By this point you’ve hopefully learned something new and have already blocked a good portion of referral spam to your site. Now we need to account for the rest, which comes through on our reports under a different type of referral spam called crawler spam. The key difference with crawler spam as opposed to ghost spam is that crawler spam actually does access your site, whereas as ghost spam doesn’t. This type of spam is less common because it takes a lot more resources to build crawlers, but the intent of crawler spam is for site indexing purposes and to lure you in to eventually sell you something. Crawler spam bots also go through this effort in an attempt to get a link back to their site, further pushing their spam domains up higher in Google’s index.

 

How to identify crawler spam

Since crawler spam actually access your site, the hostname looks valid.
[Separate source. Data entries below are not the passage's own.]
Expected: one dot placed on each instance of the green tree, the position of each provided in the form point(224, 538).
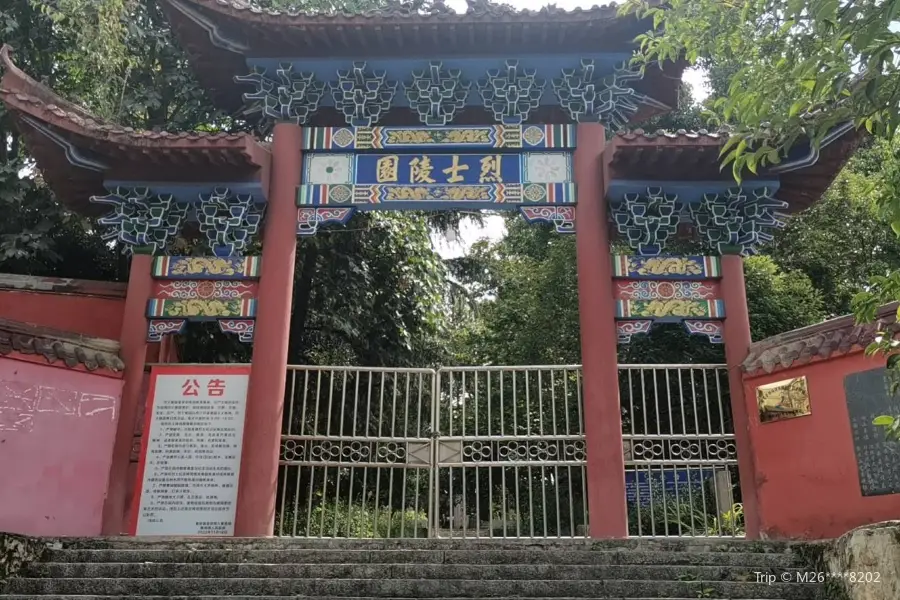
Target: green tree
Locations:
point(371, 293)
point(529, 308)
point(796, 68)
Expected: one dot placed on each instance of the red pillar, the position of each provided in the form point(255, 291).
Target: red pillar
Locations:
point(737, 347)
point(265, 399)
point(602, 412)
point(133, 349)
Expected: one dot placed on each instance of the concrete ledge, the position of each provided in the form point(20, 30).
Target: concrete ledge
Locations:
point(869, 558)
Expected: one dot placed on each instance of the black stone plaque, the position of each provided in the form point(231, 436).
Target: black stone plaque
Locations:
point(877, 458)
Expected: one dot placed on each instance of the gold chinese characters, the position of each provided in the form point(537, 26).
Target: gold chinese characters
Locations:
point(421, 170)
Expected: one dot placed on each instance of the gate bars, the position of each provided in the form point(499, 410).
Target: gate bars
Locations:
point(498, 452)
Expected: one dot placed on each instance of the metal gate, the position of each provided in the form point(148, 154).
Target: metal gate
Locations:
point(491, 452)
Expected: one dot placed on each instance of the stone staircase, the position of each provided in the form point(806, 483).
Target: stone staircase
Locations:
point(86, 569)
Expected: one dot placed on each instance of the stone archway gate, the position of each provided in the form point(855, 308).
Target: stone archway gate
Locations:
point(484, 452)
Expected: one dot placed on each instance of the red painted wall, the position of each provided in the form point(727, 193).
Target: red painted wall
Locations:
point(95, 316)
point(57, 428)
point(806, 472)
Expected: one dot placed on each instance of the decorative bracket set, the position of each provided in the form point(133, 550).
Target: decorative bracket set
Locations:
point(144, 219)
point(668, 289)
point(188, 289)
point(732, 222)
point(437, 93)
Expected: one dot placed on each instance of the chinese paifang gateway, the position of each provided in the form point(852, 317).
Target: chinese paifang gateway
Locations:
point(399, 110)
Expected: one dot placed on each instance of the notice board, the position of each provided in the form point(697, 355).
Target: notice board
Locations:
point(878, 459)
point(191, 450)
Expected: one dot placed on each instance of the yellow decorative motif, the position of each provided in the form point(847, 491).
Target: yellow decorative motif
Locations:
point(665, 265)
point(458, 193)
point(533, 135)
point(409, 136)
point(535, 192)
point(204, 266)
point(670, 308)
point(202, 308)
point(468, 136)
point(783, 400)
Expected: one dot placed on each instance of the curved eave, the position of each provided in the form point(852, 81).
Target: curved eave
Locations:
point(77, 152)
point(694, 156)
point(218, 37)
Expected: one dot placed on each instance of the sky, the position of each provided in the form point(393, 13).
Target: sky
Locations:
point(494, 228)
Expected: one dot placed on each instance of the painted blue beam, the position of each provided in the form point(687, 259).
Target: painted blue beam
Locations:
point(547, 66)
point(190, 192)
point(687, 191)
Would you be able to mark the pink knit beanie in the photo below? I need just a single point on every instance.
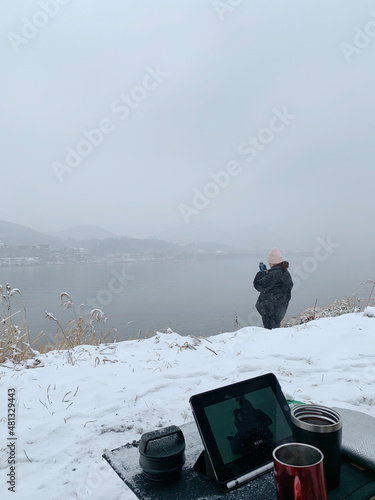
(274, 257)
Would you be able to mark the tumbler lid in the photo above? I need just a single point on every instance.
(316, 418)
(162, 455)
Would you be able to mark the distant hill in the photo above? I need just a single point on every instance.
(81, 233)
(247, 238)
(15, 234)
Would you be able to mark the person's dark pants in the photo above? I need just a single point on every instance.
(273, 319)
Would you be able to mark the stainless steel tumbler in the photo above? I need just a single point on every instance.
(321, 427)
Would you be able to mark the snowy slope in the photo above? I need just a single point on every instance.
(68, 414)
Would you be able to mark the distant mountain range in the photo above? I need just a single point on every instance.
(15, 235)
(100, 242)
(81, 233)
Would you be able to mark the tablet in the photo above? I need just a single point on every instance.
(240, 425)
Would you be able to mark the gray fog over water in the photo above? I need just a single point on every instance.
(196, 297)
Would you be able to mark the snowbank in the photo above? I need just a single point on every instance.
(68, 415)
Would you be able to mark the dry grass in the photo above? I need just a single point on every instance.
(15, 344)
(15, 338)
(339, 307)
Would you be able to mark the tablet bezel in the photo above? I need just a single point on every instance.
(228, 473)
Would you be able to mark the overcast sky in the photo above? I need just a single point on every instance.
(279, 95)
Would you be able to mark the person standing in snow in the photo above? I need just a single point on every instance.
(275, 287)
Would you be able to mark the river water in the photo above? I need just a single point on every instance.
(192, 297)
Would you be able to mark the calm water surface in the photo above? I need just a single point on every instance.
(196, 297)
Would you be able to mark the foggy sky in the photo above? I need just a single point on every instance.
(181, 87)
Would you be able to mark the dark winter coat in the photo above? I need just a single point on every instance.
(275, 291)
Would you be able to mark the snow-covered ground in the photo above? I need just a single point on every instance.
(70, 411)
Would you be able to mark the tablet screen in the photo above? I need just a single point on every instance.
(241, 424)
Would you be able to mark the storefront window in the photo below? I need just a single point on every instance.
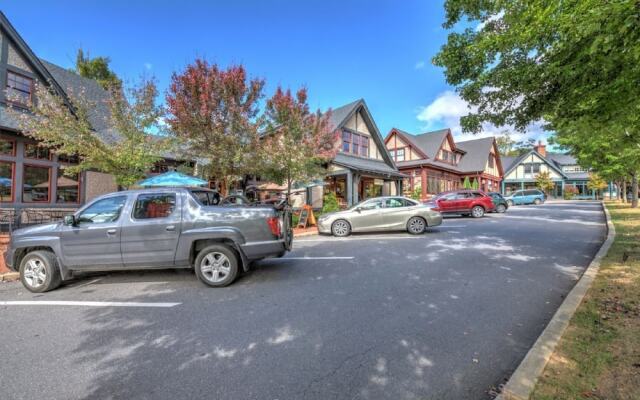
(67, 187)
(6, 182)
(36, 184)
(7, 147)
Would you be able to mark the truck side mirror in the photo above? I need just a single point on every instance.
(70, 220)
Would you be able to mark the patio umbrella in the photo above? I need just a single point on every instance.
(173, 178)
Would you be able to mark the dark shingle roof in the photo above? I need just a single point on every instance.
(75, 85)
(366, 164)
(477, 154)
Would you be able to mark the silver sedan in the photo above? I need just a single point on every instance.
(380, 214)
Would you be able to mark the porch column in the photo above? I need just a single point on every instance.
(349, 188)
(356, 184)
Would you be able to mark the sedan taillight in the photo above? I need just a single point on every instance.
(274, 225)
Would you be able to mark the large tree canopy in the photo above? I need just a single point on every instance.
(557, 60)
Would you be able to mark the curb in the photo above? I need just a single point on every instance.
(522, 382)
(9, 276)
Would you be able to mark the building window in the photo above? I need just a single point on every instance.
(32, 150)
(7, 147)
(67, 187)
(36, 184)
(355, 144)
(6, 182)
(19, 88)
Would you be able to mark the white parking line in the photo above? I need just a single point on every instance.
(87, 303)
(317, 258)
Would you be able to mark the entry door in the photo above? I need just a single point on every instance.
(95, 241)
(368, 216)
(150, 234)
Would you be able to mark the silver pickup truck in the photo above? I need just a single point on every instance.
(151, 228)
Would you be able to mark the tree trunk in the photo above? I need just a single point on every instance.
(634, 190)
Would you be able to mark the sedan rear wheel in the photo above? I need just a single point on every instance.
(340, 228)
(477, 212)
(416, 225)
(217, 265)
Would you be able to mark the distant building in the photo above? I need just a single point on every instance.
(434, 162)
(520, 172)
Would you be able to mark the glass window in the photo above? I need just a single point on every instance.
(105, 210)
(67, 187)
(6, 182)
(35, 184)
(19, 88)
(394, 203)
(154, 205)
(364, 146)
(32, 150)
(7, 147)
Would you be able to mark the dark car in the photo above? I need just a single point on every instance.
(465, 202)
(500, 202)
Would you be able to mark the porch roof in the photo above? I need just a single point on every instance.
(366, 165)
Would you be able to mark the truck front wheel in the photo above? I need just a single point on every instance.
(39, 271)
(217, 265)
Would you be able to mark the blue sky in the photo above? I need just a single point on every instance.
(340, 50)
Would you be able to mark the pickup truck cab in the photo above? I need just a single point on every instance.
(150, 228)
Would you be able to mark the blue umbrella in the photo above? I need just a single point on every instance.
(173, 179)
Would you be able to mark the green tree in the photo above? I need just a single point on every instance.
(572, 63)
(466, 184)
(596, 183)
(297, 143)
(544, 182)
(127, 155)
(97, 68)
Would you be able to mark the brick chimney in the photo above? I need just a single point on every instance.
(541, 148)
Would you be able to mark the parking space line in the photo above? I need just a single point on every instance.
(87, 303)
(317, 258)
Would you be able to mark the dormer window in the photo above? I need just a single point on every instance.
(354, 143)
(19, 88)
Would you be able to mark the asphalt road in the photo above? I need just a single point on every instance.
(445, 315)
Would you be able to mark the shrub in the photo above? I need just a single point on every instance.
(330, 203)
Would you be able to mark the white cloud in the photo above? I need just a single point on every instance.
(445, 112)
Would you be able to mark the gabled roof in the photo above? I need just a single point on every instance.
(477, 154)
(340, 116)
(519, 159)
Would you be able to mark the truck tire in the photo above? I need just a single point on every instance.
(39, 271)
(217, 265)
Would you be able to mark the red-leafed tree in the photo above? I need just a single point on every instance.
(214, 112)
(297, 142)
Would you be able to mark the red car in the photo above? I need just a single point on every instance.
(465, 202)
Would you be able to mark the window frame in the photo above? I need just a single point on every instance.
(13, 181)
(49, 168)
(135, 202)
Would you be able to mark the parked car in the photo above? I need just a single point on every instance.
(499, 202)
(465, 202)
(380, 214)
(150, 228)
(530, 196)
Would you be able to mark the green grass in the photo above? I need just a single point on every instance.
(598, 357)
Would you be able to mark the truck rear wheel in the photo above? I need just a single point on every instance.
(217, 265)
(39, 271)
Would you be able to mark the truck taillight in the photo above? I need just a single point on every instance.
(274, 225)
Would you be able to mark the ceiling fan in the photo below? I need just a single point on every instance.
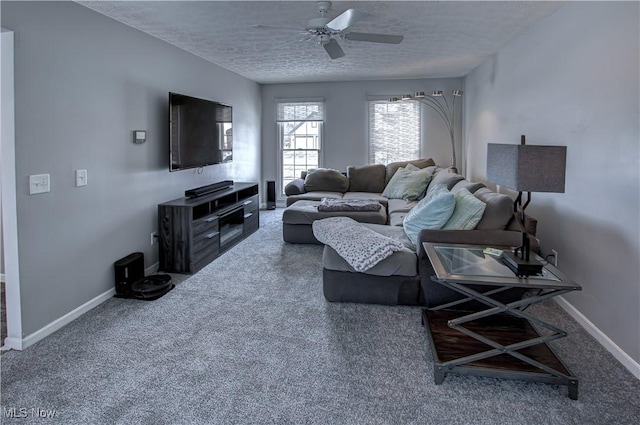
(326, 31)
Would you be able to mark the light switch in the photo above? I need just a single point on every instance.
(81, 178)
(39, 183)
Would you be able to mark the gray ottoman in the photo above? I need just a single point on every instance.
(393, 281)
(298, 217)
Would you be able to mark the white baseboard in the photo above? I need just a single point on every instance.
(12, 343)
(604, 340)
(152, 269)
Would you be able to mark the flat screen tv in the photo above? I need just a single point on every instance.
(200, 132)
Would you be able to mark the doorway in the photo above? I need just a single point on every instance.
(8, 209)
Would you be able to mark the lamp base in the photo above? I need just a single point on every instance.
(520, 266)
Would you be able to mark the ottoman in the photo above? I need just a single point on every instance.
(298, 217)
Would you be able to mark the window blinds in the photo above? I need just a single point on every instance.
(394, 131)
(300, 111)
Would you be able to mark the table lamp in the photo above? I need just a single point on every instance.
(525, 168)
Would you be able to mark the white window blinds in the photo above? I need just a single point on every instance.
(394, 131)
(300, 111)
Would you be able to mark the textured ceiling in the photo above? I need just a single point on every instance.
(441, 39)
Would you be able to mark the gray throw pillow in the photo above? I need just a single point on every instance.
(499, 209)
(367, 178)
(394, 166)
(325, 180)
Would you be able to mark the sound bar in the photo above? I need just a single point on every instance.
(204, 190)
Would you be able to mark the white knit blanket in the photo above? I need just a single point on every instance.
(360, 246)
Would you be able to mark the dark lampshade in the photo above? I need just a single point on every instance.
(527, 168)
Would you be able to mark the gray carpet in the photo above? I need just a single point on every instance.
(251, 339)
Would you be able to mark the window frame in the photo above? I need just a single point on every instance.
(281, 120)
(417, 115)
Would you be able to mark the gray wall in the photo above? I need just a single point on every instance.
(573, 80)
(346, 119)
(83, 82)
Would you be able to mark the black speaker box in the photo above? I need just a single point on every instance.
(271, 195)
(131, 282)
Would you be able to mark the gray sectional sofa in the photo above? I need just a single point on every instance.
(404, 278)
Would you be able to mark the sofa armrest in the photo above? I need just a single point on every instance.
(295, 187)
(497, 238)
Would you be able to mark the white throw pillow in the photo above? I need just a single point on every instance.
(432, 212)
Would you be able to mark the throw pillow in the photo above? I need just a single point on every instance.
(418, 163)
(407, 184)
(467, 213)
(367, 178)
(326, 180)
(432, 212)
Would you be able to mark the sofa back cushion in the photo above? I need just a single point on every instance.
(499, 209)
(325, 180)
(394, 166)
(408, 183)
(367, 178)
(445, 176)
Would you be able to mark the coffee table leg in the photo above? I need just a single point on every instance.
(438, 374)
(573, 389)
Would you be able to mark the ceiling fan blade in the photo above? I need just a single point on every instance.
(374, 38)
(346, 19)
(269, 27)
(333, 49)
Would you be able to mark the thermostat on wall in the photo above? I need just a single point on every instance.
(139, 136)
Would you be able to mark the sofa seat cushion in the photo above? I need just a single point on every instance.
(313, 196)
(306, 212)
(366, 195)
(367, 178)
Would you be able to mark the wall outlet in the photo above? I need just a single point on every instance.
(81, 178)
(39, 183)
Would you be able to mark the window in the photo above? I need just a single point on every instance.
(299, 137)
(394, 131)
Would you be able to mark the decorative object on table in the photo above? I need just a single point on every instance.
(441, 105)
(526, 168)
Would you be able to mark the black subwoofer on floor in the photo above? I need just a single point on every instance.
(271, 195)
(132, 283)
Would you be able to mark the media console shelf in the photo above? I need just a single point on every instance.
(195, 231)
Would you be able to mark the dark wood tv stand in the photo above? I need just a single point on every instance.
(195, 231)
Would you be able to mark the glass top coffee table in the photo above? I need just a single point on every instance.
(499, 339)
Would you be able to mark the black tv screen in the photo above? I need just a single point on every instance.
(200, 132)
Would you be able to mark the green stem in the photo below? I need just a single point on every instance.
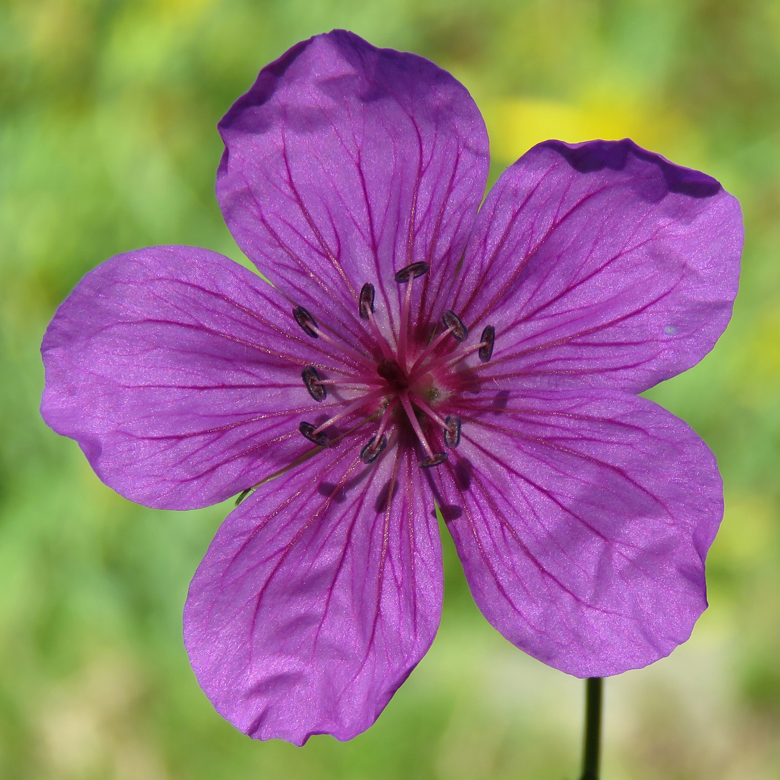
(592, 742)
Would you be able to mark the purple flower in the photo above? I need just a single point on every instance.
(413, 353)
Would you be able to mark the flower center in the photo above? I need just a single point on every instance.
(408, 393)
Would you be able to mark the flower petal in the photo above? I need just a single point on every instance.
(583, 521)
(317, 598)
(345, 163)
(602, 264)
(179, 374)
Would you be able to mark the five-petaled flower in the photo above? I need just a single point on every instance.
(416, 351)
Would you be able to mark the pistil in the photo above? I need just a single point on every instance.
(432, 459)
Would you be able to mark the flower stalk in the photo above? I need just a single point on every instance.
(591, 749)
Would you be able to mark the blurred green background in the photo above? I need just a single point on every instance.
(108, 143)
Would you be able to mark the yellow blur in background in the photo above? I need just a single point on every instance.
(108, 143)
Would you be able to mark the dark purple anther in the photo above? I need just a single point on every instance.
(488, 339)
(307, 429)
(459, 330)
(411, 272)
(366, 300)
(306, 321)
(452, 434)
(311, 379)
(434, 460)
(373, 449)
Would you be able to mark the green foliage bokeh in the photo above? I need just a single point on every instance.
(108, 143)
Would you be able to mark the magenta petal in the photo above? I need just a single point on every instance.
(583, 521)
(343, 164)
(179, 374)
(602, 264)
(317, 598)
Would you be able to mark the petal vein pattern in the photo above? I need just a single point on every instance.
(179, 374)
(601, 264)
(345, 163)
(582, 521)
(317, 598)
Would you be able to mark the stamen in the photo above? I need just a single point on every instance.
(430, 348)
(455, 324)
(412, 271)
(306, 321)
(488, 340)
(451, 358)
(408, 274)
(381, 340)
(366, 399)
(313, 383)
(310, 432)
(366, 300)
(311, 328)
(373, 449)
(420, 404)
(431, 459)
(385, 418)
(452, 434)
(434, 460)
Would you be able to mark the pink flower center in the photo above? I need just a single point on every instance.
(401, 391)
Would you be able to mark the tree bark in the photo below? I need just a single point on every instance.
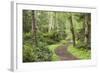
(34, 28)
(72, 29)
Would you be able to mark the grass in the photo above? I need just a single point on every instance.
(80, 53)
(52, 48)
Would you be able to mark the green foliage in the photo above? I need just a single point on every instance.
(80, 53)
(52, 29)
(36, 54)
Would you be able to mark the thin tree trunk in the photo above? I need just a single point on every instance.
(88, 30)
(34, 28)
(72, 29)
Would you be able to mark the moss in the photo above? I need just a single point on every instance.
(80, 53)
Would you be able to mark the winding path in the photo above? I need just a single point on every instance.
(62, 52)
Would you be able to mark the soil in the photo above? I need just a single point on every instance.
(62, 52)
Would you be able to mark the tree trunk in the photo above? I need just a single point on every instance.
(88, 30)
(34, 28)
(72, 29)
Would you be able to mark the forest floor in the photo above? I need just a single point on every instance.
(62, 52)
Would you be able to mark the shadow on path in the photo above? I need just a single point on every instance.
(62, 52)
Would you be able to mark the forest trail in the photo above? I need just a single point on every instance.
(62, 52)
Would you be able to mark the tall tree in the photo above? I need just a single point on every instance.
(34, 28)
(72, 28)
(88, 29)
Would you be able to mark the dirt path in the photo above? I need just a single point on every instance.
(64, 54)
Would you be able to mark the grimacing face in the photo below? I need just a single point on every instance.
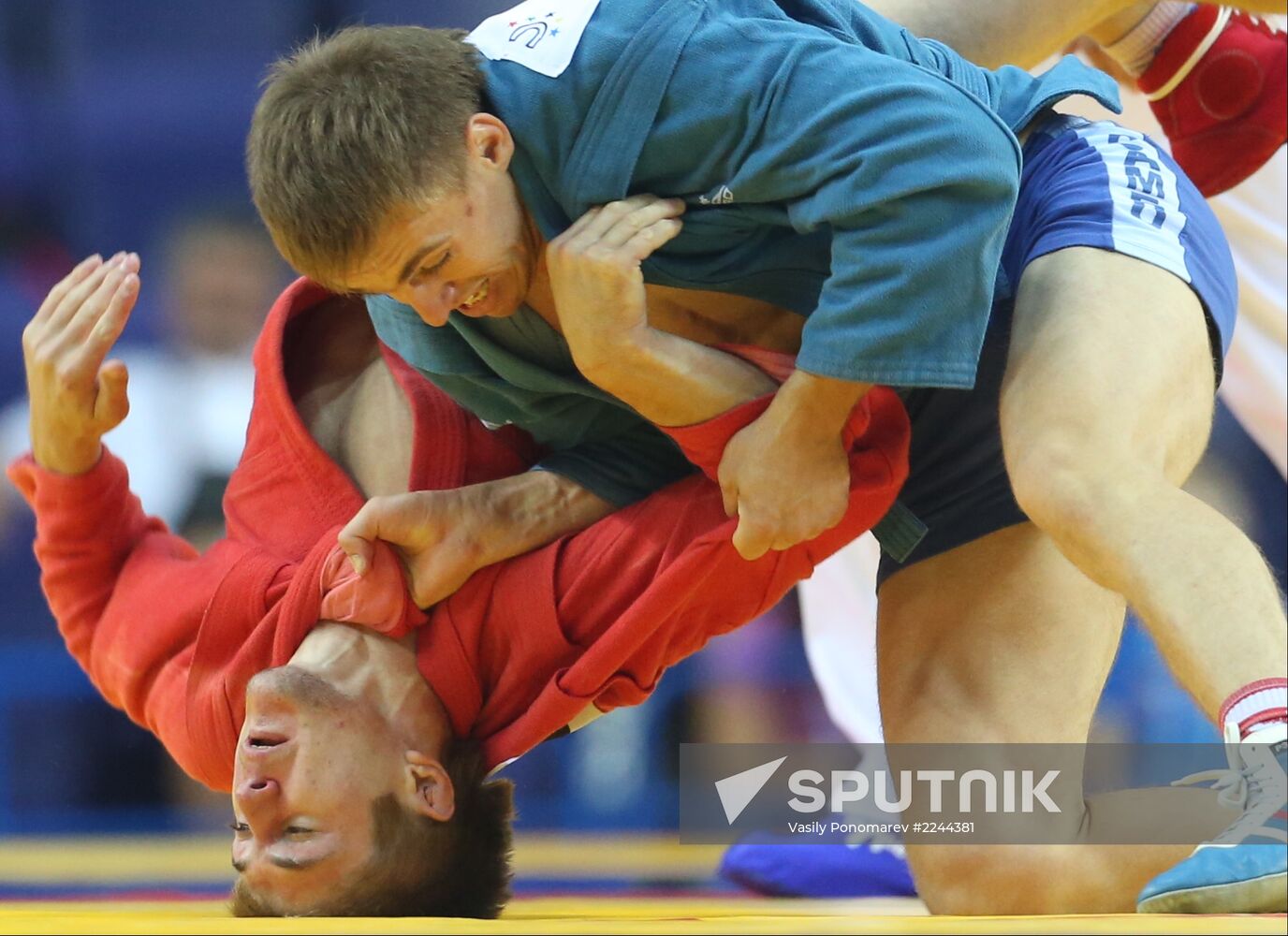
(472, 251)
(311, 762)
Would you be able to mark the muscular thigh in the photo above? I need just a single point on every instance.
(1124, 304)
(999, 640)
(1110, 352)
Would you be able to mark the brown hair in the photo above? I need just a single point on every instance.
(353, 126)
(423, 867)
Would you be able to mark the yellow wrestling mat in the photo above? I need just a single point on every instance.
(177, 864)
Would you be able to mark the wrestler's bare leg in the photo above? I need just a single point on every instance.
(1105, 410)
(1024, 33)
(969, 647)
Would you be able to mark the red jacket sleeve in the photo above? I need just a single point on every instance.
(171, 636)
(651, 583)
(126, 593)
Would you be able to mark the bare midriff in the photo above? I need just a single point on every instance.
(702, 315)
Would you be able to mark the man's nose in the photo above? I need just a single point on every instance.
(434, 301)
(256, 799)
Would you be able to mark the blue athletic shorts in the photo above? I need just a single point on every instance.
(1089, 184)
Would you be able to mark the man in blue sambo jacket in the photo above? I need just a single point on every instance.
(1041, 288)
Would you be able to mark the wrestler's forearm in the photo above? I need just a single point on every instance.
(672, 381)
(815, 403)
(534, 509)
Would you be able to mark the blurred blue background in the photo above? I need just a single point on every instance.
(122, 126)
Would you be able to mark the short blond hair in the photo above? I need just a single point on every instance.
(352, 127)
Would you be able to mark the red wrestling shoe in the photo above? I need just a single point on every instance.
(1219, 85)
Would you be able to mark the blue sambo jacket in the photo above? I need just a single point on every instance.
(832, 164)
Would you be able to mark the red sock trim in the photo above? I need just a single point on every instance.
(1240, 695)
(1267, 717)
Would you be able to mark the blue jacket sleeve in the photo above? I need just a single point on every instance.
(914, 177)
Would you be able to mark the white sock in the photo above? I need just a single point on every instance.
(1134, 51)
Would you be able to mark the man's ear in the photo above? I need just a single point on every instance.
(429, 788)
(487, 138)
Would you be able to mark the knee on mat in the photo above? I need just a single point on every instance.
(982, 881)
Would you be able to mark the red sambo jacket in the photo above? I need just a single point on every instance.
(520, 651)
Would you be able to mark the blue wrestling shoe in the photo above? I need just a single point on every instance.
(1246, 868)
(831, 870)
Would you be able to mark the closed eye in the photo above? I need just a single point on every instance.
(431, 271)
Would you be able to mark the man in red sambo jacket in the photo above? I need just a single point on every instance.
(353, 729)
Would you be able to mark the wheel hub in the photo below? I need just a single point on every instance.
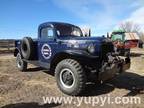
(67, 78)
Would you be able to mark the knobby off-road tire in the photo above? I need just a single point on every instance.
(70, 77)
(27, 48)
(22, 65)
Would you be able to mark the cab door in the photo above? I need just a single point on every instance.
(46, 45)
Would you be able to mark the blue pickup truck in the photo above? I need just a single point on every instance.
(74, 59)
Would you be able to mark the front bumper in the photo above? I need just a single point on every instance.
(114, 65)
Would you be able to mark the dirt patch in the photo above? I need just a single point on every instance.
(26, 89)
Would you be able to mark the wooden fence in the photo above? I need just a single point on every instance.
(6, 46)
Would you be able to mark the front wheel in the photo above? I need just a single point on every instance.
(70, 77)
(22, 65)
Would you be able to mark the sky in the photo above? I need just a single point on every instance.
(19, 18)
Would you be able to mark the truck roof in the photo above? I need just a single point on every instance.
(54, 24)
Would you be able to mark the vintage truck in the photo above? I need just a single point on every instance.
(74, 59)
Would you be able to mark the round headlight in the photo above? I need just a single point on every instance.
(91, 48)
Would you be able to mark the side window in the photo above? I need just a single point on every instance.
(47, 33)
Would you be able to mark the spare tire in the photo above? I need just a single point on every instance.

That is, it won’t appear as (not set) like ghost spam does for easy identification. Crawler spam would show a valid hostname of chrisboulas.com, further disguising itself as valid traffic, but we know better.

crawlerspam_example

#13 in the image above illustrates this example. Notice that top1-seo-service.com appears to be a spammy domain, but has a valid chrisboulas.com hostname. In this example, we can easily determine that top1-seo-service is spam based on the name, but often times it’s hard to distinguish based on the name alone.

 

How to prevent crawler spam

Step 1: This is the easiest step. In your view settings, enable “exclude all hits from known bots and spiders.”

bot_filtering

Step 2: Create a new exclude filter per the screenshot below. The filter pattern I’m using is

(best|100dollars|success|top1)\-seo|(videos|buttons)\-for|
anticrawler|^scripted\.|\-gratis|semalt|forum69|7makemoney|sharebutton|
ranksonic|sitevaluation|dailyrank|vitaly|video\-|profit\.xyz|rankings\-
|dbutton|\-crew|uptime(bot|check)

In the filter verification table, note the before and after comparison. My “before” data is low because I had been previously filtering out crawler spam.

crawler_spam_filter

Step 3: No action is required here, but this is technically an ongoing step. As you monitor and report on your data, be mindful of new referral sources that appear in your reports as you’ll need to modify your regular expression in the previous step accordingly.

 

Updating data retroactively

By this point, we’ve successfully blocked 99% of future referral spam, but what about the spam that already appears on our reports? Fortunately, we can clean up bad data using Google’s advanced segments functionality.

spam_segment

In the above example, we’re using one segment to exclude both ghost and crawler spam types. You’ll notice the conditions used in the segment almost directly mirror those of the individual filters we created. Keep in mind that by default, advanced segments you create will be available on all views under the property, so don’t be scared if you navigate back to your unmodified “all data” profile and see that your traffic dropped substantially. Just check to make sure this segment isn’t turned on for that view.

 

Summary

The solutions I’ve covered here will stop 99% of all ghost or crawler spam, but if you’re a perfectionist like me, there are technically some additional preventative measures we can take to block referral spam. They’re more technical in nature and will require you to have access to your web server or find a developer who does, so for all of you who want to block 99.9% of referral spam, I will do a part 2 on the topic and walk through those methods.

What methods for blocking referral spam have you used and were they effective? Let me know in the comments.